B. Ketidakcukupan Metode-metode Klasik
Perkembangan
pemikiran keislaman dalam sepanjang sejarahnya[11] telah
menunjukkan adanya varian-varian yang khas sesuai dengan semangat zamannya.
Varian-varian itu berupa semacam metode, visi, dan kerangkan berpikir yang
berbeda-beda antara satu pemikiran dengan pemikiran lainnya.
Ajaran dan
semangat Islam akan bersifat universal (melintasi batas-batas zaman, ras, dan
agama), rasional (akal dan hati nurani manusia sebagai partner dialog), dan necessary
(suatu keniscayaan dan keharusan yang fitri), tetapi respon historis manusia
dimana tantangan zaman yang mereka hadapi sangat berbeda dan bervariasi, maka
secara otomatis akan menimbulkan corak dan pemahaman yang berbeda pula.[12] Dalam
konteks ini, ijtihad[13]
merupakan sesuatu yang tak pernah ditutup tetapi harus selalu digelorakan.
Dalam kontek
mengelorakan ijtihad, Ilmu ushul Fiqh merupakan perangkat metodologi
baku yang telah dibuktikan perannya oleh para pemikir Islam semisal Imam mazhab
dalam menggali hukum Islam, dan dalam bidang yang lain, dari sumber aslinya
(al-Qur’an dan as-Sunnah). Namun dewasa ini fiqh Islam dianggap mandul karena
peran kerangka teoritik ilmu ushul fiqh dirasa kurang relevan lagi untuk
menjawab problem kontemporer.[14] Hal ini
memunculkan kesulitan-kesulitan dalam menjawab problem kontemporer
Kesulitan-kesulitan
yang dihadapi pemikiran Islam kontemporer menjadi lebih akut oleh kenyataan
bahwa penggunaan metode muslim klasik tidak dapat dengan mudah menggantikan
tugas menanggulangi ketidakcukupan ilmu-ilmu Barat. Ini karena ilmu-ilmu klasik
dengan sendirinya tidak memadai untuk mengarahkan aktivitas-aktivitas ilmiah
modern. Ketidak cukupan ini telah menjadi sorotan sejumlah pakar muslim. Al-Faruqi
misalnya menyatakan bahwa ketidakcukupan metode-metode tersebut terungkap dalam
dua kecenderungan yang saling berlawanan secara diametral. Kecenderungan pertama
adalah pembatasan lapangan ijtihad ke dalam penalaran legalistik yakni
memasukkan problem-problem modern di bawah kategori-kategori legal, sehingga
dengan cara demikian mereduksi mujtahid kepada faqih (jurist) dan
mereduksi ilmu ke dalam fiqh. Kecenderungan kedua adalah menghilangkan
seluruh criteria dan standar rasional dengan menggunakan "metodologi yang
murni intuitif dan esoteris".[15]
Keprihatinan
serupa juga disampaikan oleh Abdul Hamid Sulayman yang mengaitkan krisi
intelektualisme muslim modern dengan ketidakcukupan metodologis yang menimpa
pemikiran muslim kontemporer, yang memanifestasikan dengan sendirinya dalam
penggunaan pola pikir yang semata-mata linguistik dan legalistik.

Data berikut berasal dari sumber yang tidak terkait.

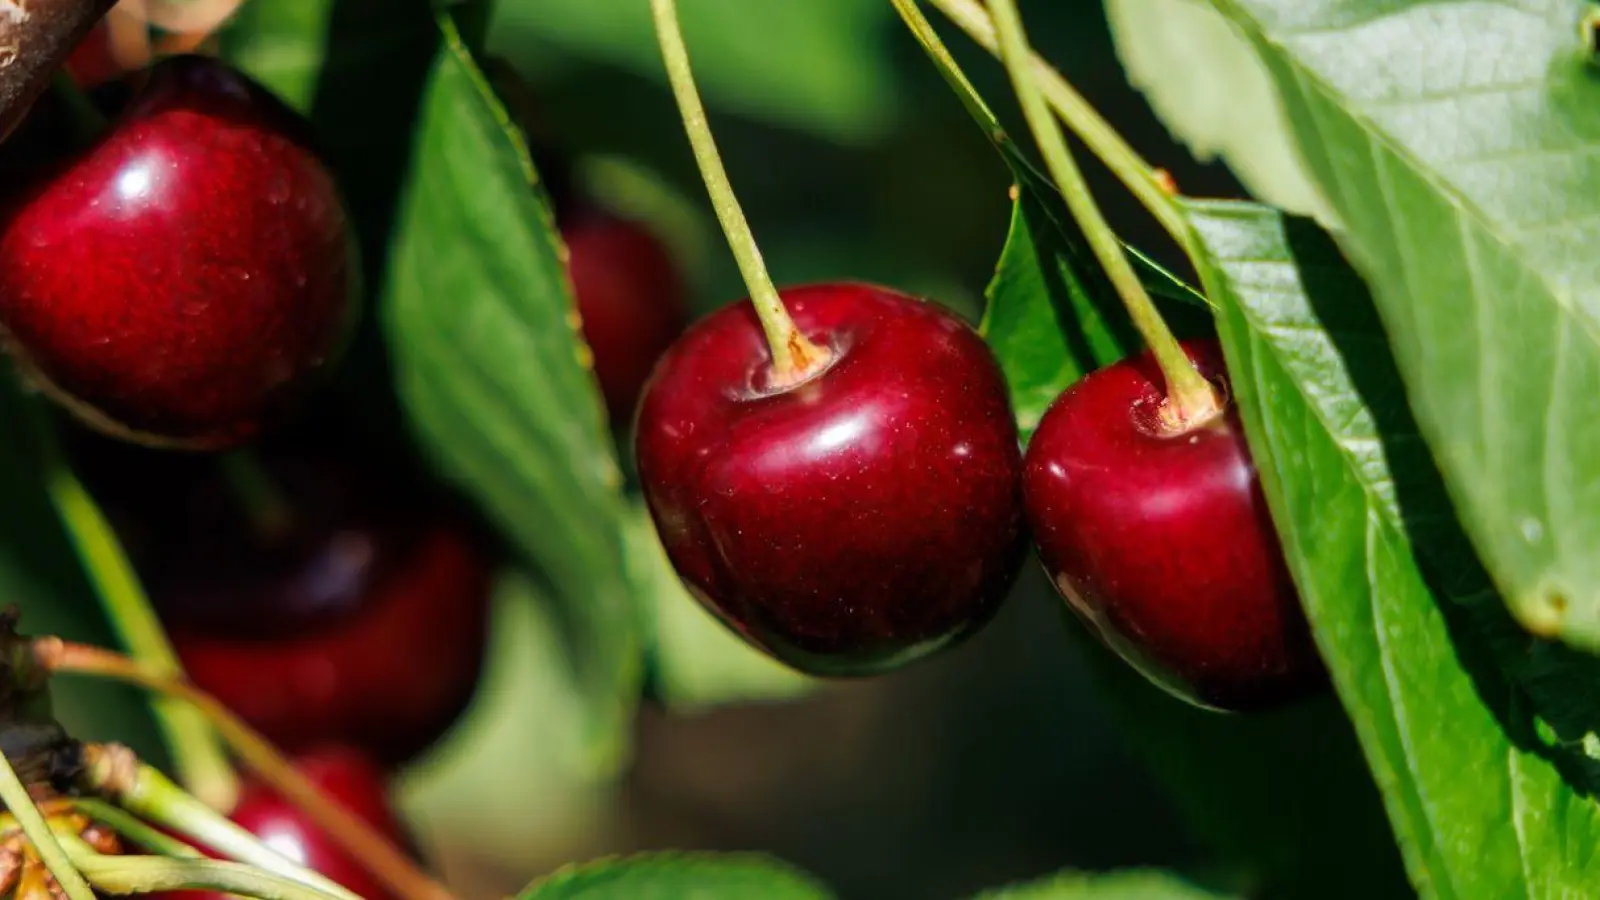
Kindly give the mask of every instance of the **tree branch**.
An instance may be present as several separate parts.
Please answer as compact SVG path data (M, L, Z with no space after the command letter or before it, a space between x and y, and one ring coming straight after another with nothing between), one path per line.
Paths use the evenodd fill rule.
M0 140L115 0L0 0Z

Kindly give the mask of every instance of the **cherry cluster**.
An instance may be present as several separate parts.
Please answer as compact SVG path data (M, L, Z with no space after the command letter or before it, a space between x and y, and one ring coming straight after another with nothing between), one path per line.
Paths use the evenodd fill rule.
M99 432L258 442L349 343L350 216L307 123L241 73L179 56L126 78L103 133L3 197L0 330ZM1194 702L1263 709L1322 683L1214 341L1186 350L1219 414L1174 424L1139 356L1067 388L1024 452L994 354L943 307L812 284L777 292L778 312L740 302L686 328L680 274L646 228L556 200L595 376L661 540L754 645L823 676L926 658L995 615L1031 542L1098 637ZM132 486L123 531L195 683L403 840L387 768L471 696L491 554L449 501L336 447L258 449L286 513L230 505L220 467L140 456L142 474L109 480ZM149 485L159 499L137 496ZM234 816L386 896L261 785Z

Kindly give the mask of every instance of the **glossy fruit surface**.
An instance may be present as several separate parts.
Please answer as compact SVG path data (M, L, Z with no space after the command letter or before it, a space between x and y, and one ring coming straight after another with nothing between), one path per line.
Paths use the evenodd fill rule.
M386 505L262 544L244 529L156 567L153 602L189 676L275 743L386 762L432 743L470 700L489 561L456 519Z
M348 217L304 123L219 62L158 64L97 143L5 204L8 344L108 433L249 440L354 321Z
M772 389L749 303L701 320L646 386L640 480L678 574L730 627L804 671L884 671L976 630L1016 577L1005 382L933 304L861 284L782 295L831 362Z
M360 817L379 835L409 848L409 837L389 802L384 771L376 761L354 748L329 745L295 757L294 764L328 799ZM262 843L349 888L364 900L394 897L327 832L312 824L299 807L254 777L247 777L240 786L239 803L230 818ZM194 891L163 896L220 900L226 895Z
M1220 383L1216 342L1184 346ZM1168 690L1230 710L1298 698L1323 669L1238 408L1173 434L1164 391L1146 354L1050 407L1023 478L1039 557L1090 628Z
M595 377L612 420L625 421L687 322L683 277L661 242L628 219L579 212L561 237Z

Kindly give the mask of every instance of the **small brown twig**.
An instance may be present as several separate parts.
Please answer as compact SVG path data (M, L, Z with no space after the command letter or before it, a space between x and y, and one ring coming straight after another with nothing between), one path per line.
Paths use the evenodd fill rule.
M0 140L112 0L0 0Z

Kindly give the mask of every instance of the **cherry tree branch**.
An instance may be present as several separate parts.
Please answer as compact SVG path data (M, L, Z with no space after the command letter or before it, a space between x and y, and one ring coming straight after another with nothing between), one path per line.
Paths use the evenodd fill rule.
M0 140L115 0L0 0Z

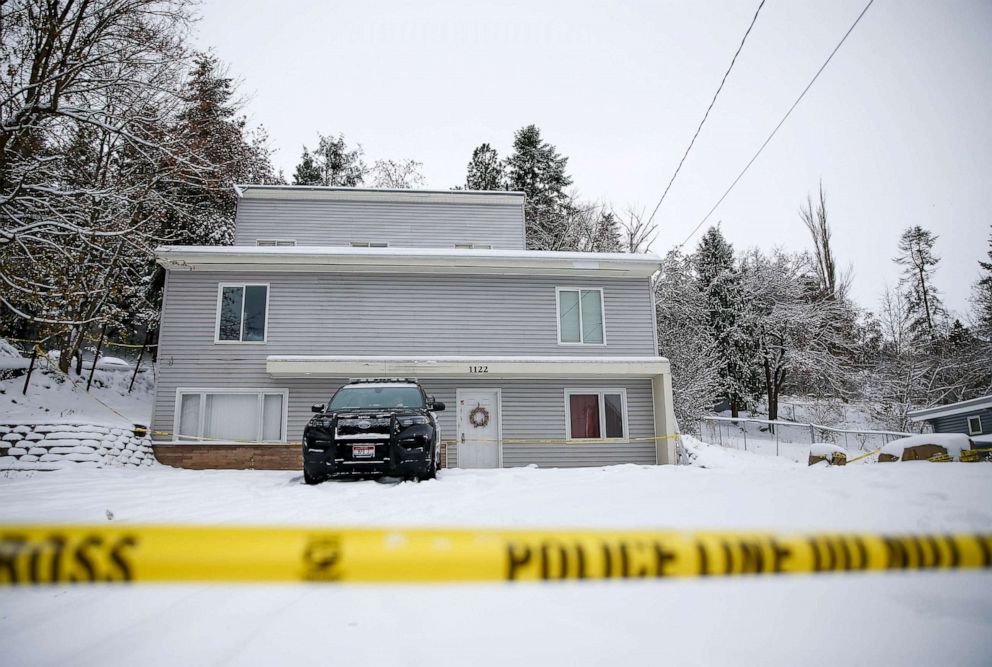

Konsekuensinya meskipun seorang faqih (jurist) dididik untuk
menangani problem-problem legal spesifik, kenyataannya dia terus dipahami
sebagai orang yang serba bisa, intelektual universal yang mampu memecahkan
seluruh problem masyarakat modern.[16] Akibatnya
untuk menjawab problem-problem kontemporer masih selalu mengandalkan informasi
dari kitab-kitab klasik secara tektual tanpa diimbangi kemauan menangkap makna
substansinya apalagi metode berpikirnya.
Aspek lain dari
ketidakcukupan metode-metode klasik diungkapkan oleh Muna Abu Fadl. Alasan
metode klasik tidak memadai, menurutnya, adalah bahwa bila studi fenomena sosial
mengharuskan suatu pendekatan holistic yang dengan cara itu relasi-relasi sosial
disistematisasikan menurut aturan-aturan universal, metode klasik bersifat
atomistik yang pada dasarnya disandarkan pada penalaran analogis.[17] Oleh
karenanya, kiranya cukup alasan jika muncul banyak tawaran metodologi baru dari
para pakar Islam kontemporer dalam usaha menggali hukum Islam dari sumber aslinya
untuk disesuaikan dengan dinamika kemajuan zaman.[18]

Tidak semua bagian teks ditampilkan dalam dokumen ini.